I have a Python program that is sort of a wrapper around pip
that I use to assist with development of Python packages. Basically the problem I face is how to read the metadata such as Name and Version of a package (generally '.tar.gz' and '.whl' archives) without installation. Can distutils
or some other tool do this?
Just a few notes... The code is written for Python 3, but I am working with all sorts of Python packages such as sdist, bdist_wheel for both Py2 and Py3. Also I'm only concerned with local packages that I have the path to, not theoretical packages available on PyPi.
What I'm doing now works just fine, but it seems pretty messy and I'm wondering if there is a better tool that can abstract this. Right now I am reading the metadata text file within the archive and manually parsing out the fields I need. If that fails, I am stripping the name and version out of the package's file name (really terrible) . Is there a better way to do this? Here are the two functions that I am using to parse package Name and Version.
Simeon, thank you for the suggestion to use the metadata.json file contained within wheel archives. I'm not familiar with all of the files contained within archives but I had hoped there was a nice way to parse some of them. metadata.json certainly meets that criteria for wheels. I'm going to leave the question open for a little longer just to see if there are any other suggestions before accepting.
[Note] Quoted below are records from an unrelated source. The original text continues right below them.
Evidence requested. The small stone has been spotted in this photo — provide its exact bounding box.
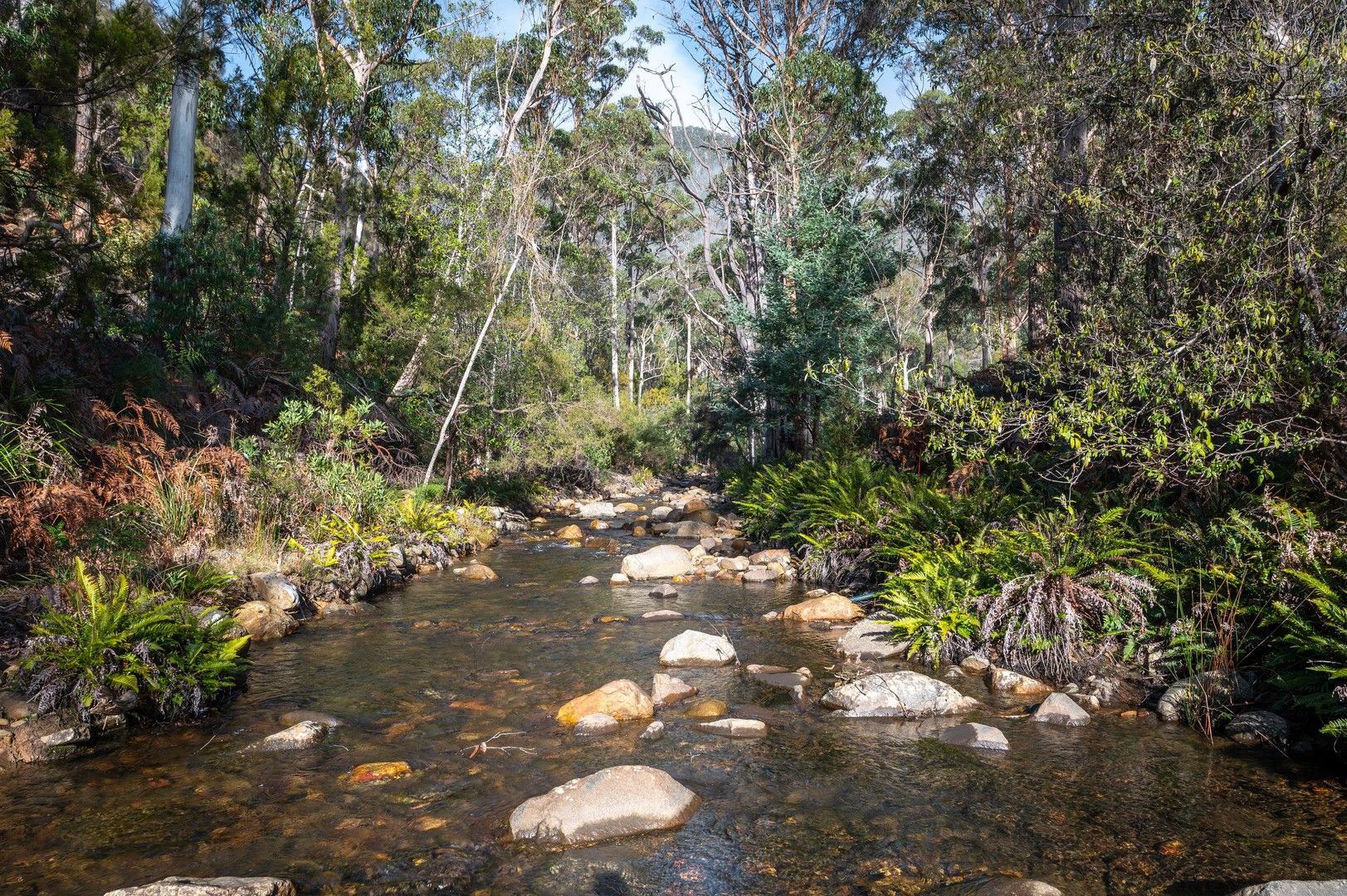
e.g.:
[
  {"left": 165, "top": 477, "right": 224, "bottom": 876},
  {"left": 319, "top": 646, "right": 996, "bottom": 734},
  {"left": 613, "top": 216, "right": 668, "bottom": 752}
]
[
  {"left": 684, "top": 697, "right": 730, "bottom": 718},
  {"left": 573, "top": 713, "right": 618, "bottom": 734},
  {"left": 1033, "top": 694, "right": 1090, "bottom": 728},
  {"left": 244, "top": 721, "right": 327, "bottom": 753},
  {"left": 696, "top": 718, "right": 766, "bottom": 738},
  {"left": 342, "top": 762, "right": 412, "bottom": 784},
  {"left": 940, "top": 722, "right": 1010, "bottom": 751},
  {"left": 1226, "top": 709, "right": 1291, "bottom": 747}
]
Anyways, in case anyone encounters this issue in the future, I've attached my updated code. It can probably be illustrated cleaner as a class, but this is what I have for now. It isn't super ruggedized for edge cases, so buyer beware and all that.
import tarfile, zipfile
def getmetapath(afo):
"""
Return path to the metadata file within a tarfile or zipfile object.
tarfile: PKG-INFO
zipfile: metadata.json
"""
if isinstance(afo, tarfile.TarFile):
pkgname = afo.fileobj.name
for path in afo.getnames():
if path.endswith('/PKG-INFO'):
return path
elif isinstance(afo, zipfile.ZipFile):
pkgname = afo.filename
for path in afo.namelist():
if path.endswith('.dist-info/metadata.json'):
return path
try:
raise AttributeError("Unable to identify metadata file for '{0}'".format(pkgname))
except NameError:
raise AttributeError("Unable to identify archive's metadata file")
def getmetafield(pkgpath, field):
"""
Return the value of a field from package metadata file.
Whenever possible, version fields are returned as a version object.
i.e. getmetafield('/path/to/archive-0.3.tar.gz', 'name') ==> 'archive'
"""
wrapper = str
if field.casefold() == 'version':
try:
# attempt to use version object (able to perform comparisons)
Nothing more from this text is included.